Politiker von heute
Noch etwas beobachtet Leinemann: Die Politiker sind von Generation zu Generation schicksalsärmer, farbloser und austauschbarer geworden. Waren die Alten noch zutiefst von den Schrecken des Krieges geprägt, hatten ein „inneres Geländer“, das ihnen Halt und Richtung gab, erweisen sich die Jüngeren anfälliger für die Privilegien und die hektische Selbstgenügsamkeit des politischen Betriebes. Das Fernsehen verstärkt diese Tendenz, es stellt eine Ersatzwirklichkeit bereit, in der die Polit-Profis ihr Ego aufblähen und ihre faktische Ohnmacht verdrängen können.

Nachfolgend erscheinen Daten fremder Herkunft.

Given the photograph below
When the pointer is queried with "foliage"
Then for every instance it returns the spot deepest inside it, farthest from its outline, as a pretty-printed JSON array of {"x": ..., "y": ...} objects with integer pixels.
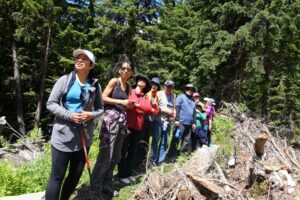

Jürgen Leinemann schreibt nicht aus der Sicht eines moralisch Vollkommenen. Er selbst war süchtig nach Arbeit, Erfolg und Anerkennung – und nach Alkohol. Erst nach seinem physischen und psychischen Zusammenbruch konnte er zum Mahnenden werden, konnte dieses Buch schreiben – ohne Häme, eher mit der bedauernden Frage: Mussten sich Menschen so deformieren lassen?
zur Person:
Jürgen Leinemann wurde 1937 in Celle (Niedersachsen) geboren. Er studierte Geschichte, Germanistik und Philosophie.
Seit 1971 arbeitet er für den Spiegel, er war Büroleiter in Washington und Bonn, leitete von 1990 bis 2001 in Berlin das Ressort Deutsche Politik. Seit 2002 ist er Spiegel-Autor im Berliner Büro.
Er ist Träger des Egon-Erwin-Kisch-Preises.